Tanti avvistamenti in mare proprio in corrispondenza di questa costa… Detto in termini un po’ provocatori: il fatto che voi siete così accoglienti e disponibili, non costituisce un incentivo per i trafficanti, per far orientare le rotte proprio in questa direzione?
Il tema delle rotte è legato al punto di partenza. Vedi come è la cartina? (ci indica una carta del Mediterraneo, sulla parete vicino al tavolo). Partendo dalla Turchia loro vanno diritti. La prima terra che incontrano non è la Sicilia, ma la Calabria, lo Jonio calabrese. Tanti dicono: li portano tutti a Roccella. Sullo Jonio calabrese ci sono due porti, Crotone e Roccella Ionica. Non è che dici: perché non li portano a Locri… Non c’è il porto! La cosa vera e che si è aperta una rotta che parte dalla Turchia e dall’Egitto, e questa mi preoccupa di più, devo dire… Perché mentre dalla Turchia partono tragicamente organizzati con i velieri da 50 posti, dall’Egitto, come è successo l’altra volta, prendono un rimorchiatore nuovo, mettono 300 persone, un egiziano che lo sa guidare, e vanno diritti. Se si apre quella rotta in Egitto, cu’ ‘i teni? Arriveranno le navi con 6-700 persone.
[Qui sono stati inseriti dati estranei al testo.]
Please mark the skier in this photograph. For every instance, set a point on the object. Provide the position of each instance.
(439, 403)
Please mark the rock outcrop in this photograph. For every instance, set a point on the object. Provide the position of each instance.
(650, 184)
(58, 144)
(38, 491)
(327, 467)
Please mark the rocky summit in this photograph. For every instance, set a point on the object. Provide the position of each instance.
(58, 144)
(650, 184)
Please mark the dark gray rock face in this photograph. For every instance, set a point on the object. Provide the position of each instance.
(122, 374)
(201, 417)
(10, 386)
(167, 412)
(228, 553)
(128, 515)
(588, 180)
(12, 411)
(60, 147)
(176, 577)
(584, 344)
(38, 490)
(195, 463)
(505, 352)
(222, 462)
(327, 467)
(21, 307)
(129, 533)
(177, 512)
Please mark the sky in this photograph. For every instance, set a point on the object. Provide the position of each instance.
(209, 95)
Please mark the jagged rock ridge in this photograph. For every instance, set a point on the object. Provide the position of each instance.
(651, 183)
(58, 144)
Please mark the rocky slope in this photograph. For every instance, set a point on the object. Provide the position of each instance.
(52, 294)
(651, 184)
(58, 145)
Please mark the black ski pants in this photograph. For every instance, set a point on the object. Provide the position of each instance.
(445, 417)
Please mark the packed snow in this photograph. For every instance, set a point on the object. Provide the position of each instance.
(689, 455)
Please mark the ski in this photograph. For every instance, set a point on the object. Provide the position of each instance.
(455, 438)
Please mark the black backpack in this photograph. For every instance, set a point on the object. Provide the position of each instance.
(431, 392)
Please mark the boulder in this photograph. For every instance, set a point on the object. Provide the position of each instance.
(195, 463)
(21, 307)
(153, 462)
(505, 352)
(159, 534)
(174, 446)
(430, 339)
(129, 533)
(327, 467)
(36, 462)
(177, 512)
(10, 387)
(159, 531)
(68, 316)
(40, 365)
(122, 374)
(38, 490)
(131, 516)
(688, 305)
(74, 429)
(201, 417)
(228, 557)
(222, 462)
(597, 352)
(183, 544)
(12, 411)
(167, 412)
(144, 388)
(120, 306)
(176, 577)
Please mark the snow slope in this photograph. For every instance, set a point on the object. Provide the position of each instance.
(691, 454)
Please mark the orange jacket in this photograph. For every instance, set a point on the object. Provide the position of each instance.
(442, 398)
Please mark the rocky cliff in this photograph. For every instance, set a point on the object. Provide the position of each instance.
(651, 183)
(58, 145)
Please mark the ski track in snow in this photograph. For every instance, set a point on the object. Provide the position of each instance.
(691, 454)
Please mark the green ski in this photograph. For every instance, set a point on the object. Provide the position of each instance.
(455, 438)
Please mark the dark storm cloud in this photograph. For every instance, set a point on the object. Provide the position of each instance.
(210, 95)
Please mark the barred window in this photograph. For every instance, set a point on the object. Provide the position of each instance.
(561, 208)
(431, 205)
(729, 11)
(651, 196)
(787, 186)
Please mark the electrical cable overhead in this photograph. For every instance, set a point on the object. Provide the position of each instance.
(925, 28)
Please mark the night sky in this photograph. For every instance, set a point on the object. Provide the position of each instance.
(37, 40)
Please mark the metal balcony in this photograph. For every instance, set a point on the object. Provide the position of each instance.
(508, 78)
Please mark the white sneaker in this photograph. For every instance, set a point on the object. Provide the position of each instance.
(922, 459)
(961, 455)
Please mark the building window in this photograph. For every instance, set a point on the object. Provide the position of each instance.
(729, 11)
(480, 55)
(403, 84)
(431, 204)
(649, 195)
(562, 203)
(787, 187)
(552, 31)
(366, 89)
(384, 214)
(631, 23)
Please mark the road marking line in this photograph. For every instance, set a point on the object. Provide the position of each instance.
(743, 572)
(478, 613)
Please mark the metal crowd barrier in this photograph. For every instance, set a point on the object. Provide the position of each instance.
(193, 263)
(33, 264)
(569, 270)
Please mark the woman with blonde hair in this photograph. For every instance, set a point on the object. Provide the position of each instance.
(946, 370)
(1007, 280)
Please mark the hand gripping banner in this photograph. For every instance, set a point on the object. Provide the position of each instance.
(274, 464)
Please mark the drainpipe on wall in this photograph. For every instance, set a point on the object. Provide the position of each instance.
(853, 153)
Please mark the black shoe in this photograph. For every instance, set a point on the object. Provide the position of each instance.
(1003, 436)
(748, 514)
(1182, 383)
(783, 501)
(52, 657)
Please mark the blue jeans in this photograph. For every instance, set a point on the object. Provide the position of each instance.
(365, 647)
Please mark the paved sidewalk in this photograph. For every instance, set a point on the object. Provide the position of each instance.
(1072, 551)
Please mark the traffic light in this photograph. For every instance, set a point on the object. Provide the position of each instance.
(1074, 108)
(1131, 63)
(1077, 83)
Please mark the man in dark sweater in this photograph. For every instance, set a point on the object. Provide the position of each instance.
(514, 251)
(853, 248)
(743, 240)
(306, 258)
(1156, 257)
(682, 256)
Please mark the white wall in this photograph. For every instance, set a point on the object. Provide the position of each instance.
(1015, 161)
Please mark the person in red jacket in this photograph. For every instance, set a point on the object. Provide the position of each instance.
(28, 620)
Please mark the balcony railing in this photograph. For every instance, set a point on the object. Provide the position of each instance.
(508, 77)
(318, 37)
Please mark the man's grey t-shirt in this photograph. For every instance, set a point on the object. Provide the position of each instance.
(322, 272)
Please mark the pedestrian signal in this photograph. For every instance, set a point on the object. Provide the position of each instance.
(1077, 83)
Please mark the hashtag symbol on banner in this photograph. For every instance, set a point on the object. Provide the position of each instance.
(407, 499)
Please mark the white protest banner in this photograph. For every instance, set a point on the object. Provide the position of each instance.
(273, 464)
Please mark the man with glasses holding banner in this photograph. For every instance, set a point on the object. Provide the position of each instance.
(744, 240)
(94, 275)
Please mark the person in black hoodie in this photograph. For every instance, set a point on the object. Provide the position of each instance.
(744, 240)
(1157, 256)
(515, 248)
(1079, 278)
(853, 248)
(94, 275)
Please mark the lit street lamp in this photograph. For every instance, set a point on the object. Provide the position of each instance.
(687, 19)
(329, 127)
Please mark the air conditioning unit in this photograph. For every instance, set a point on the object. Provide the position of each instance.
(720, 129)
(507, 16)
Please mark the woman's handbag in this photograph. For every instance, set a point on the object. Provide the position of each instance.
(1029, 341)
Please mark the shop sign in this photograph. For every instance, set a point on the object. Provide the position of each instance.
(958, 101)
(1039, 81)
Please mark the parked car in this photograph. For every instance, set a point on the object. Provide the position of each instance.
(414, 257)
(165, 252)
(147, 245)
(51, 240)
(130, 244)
Noi siamo un pontile sul Mediterraneo, dobbiamo accettare che sia così
Noi siamo diritti… Quello che a volte non si riesce a comprendere è che loro non scelgono la Calabria… Se ci fosse prima la Puglia, andrebbero in Puglia. Non è che c’è un passaparola sulle modalità di accoglienza. Molti dicono: ma perché non vanno a Reggio Calabria? Ma il porto di Reggio non è sullo Jonio, devono girare e fare lo Stretto, cosa non facilissima. Poi ci sono volte che non riescono a governano il vento. Perché quelli sono sbarcati a Bova? Perché il vento li ha portati lì. Non hanno voluto lanciare l’Sos, perché loro se possono cercano di spiaggiarsi, per poter poi scappare. Ma se l’Sos lo lanciano qua di fronte, necessariamente al porto di Roccella li devono portare.
Grazie
Grazie a voi
Le ultime notizie sono che il Ministero ha incaricato la Croce Rossa di montare in porto una tensostruttura stabile che potrà ospitare 150 persone. Un supporto provvidenziale per il fatiscente centro di accoglienza. Che nel frattempo si è svuotato ed ospita 38 persone. Fino alla prossima ondata.